The growing trend towards the use of alternative herbal treatments has prompted the United Arab Emirates to warn consumers about the potential health risks involved in using unregistered medicines.

The Gulf News​ reports that a Health Ministry spokesman cited studies revealing that unregistered herbal medicines pose a grave danger to the health of people who use them. He added that even registered herbal medicines should be used in consultation with the doctor.

"Only those who have lost faith in allopathic treatment opt for herbal medicines. Rather than helping the patient, at times these have an adverse effect on health and cause more damage,"​ the spokesman said. "Patients who use herbal medicine as traditional medicine should be made aware that it won't cost them more to consult a doctor prior to opting for herbal medicine."

He continued: "In the UAE, there are two types of herbal medicine - that which is approved and sold in pharmacies and that which is not approved and falls under the category of alternative herbal medicines. These are also called 'street medicines'."

The Department of Drug Control of the Ministry of Health has found 37 unregistered herbal medicines being sold by different pharmacies, the Gulf News said, an act described by the Department as "an outright violation of rules of practising in the pharmaceutical profession"​.

Dr Issa bin Jakka Al Mansouri, director of the department, said it was illegal for such medicines to be imported into the UAE. He added that he had ordered agents and importers of these medicines to refrain from distributing them to pharmacies and drug stores.

Agents of these medicines have been given a 15-day grace period from the date of the order to send them back to the manufacturing companies abroad, after which offenders will be prosecuted.

Al Mansouri told the paper that the medicines included creams, sprays, ointments and powders, and that his department had sent a list of such medicines to agents and importers, as well as private pharmacies and drug stores telling them to avoid selling or importing these.

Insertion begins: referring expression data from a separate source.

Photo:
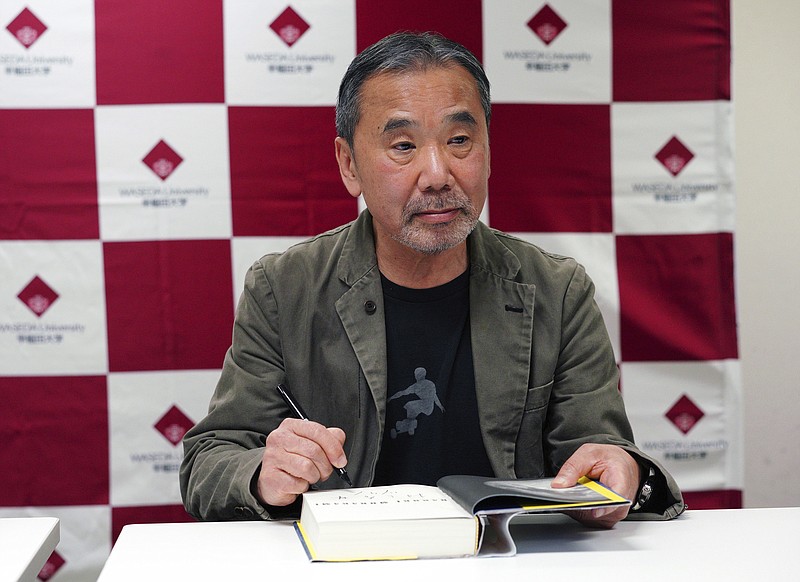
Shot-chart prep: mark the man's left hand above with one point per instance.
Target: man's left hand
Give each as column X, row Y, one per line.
column 607, row 463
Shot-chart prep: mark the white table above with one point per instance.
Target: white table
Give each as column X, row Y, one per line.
column 25, row 545
column 744, row 544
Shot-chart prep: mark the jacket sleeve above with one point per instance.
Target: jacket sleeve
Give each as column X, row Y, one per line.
column 222, row 452
column 586, row 405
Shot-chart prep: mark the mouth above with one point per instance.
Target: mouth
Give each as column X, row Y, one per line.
column 438, row 216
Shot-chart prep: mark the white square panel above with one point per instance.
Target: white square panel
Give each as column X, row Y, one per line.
column 688, row 415
column 548, row 52
column 52, row 308
column 163, row 172
column 281, row 53
column 47, row 56
column 149, row 412
column 672, row 167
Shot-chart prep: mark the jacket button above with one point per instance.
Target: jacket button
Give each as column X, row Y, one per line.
column 243, row 512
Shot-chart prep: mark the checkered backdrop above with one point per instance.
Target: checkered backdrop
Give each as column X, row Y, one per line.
column 152, row 150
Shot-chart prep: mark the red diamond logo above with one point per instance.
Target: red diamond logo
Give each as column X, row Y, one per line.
column 547, row 24
column 37, row 296
column 26, row 28
column 674, row 156
column 289, row 26
column 163, row 160
column 684, row 414
column 173, row 425
column 51, row 566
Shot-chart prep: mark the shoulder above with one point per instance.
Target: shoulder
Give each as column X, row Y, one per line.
column 521, row 260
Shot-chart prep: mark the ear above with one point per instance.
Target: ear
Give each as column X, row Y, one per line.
column 347, row 167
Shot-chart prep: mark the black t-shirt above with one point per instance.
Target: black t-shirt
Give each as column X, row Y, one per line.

He stressed that all types of herbal medicines must be approved and registered before they are sold by pharmacies, adding that inspection campaigns carried out early this month had led to the closure by the department of five pharmacies for not observing rules on the safety of medicines, or employing unlicensed pharmacists.

Warnings were also sent to ten pharmacies for selling medicines at two different prices. A number of medicines whose expiry dates had lapsed were also confiscated and destroyed.

In a further bid to ensure that consumers are protected from illegal practitioners, the health ministry has introduced new examinations for the registration of physicians practising complementary and alternative medicine.

Candidates will submit their applications during May, with registration taking place in June. Each registered applicant will have to sit for a written examination which will assess practitioners' diagnostic skills and their ability to analyse laboratory results.

According to the ministry, the practitioners of all alternative medicines which are allowed in the country are required to sit for an examination to prove their qualifications.

The ministry has made it clear that only those practitioners who have at least five years experience after the completion of the course of studies and internship period are eligible to submit applications.More information can be obtained from the website​ of the Office of Complementary and Alternative Medicine (OCAM) at the ministry.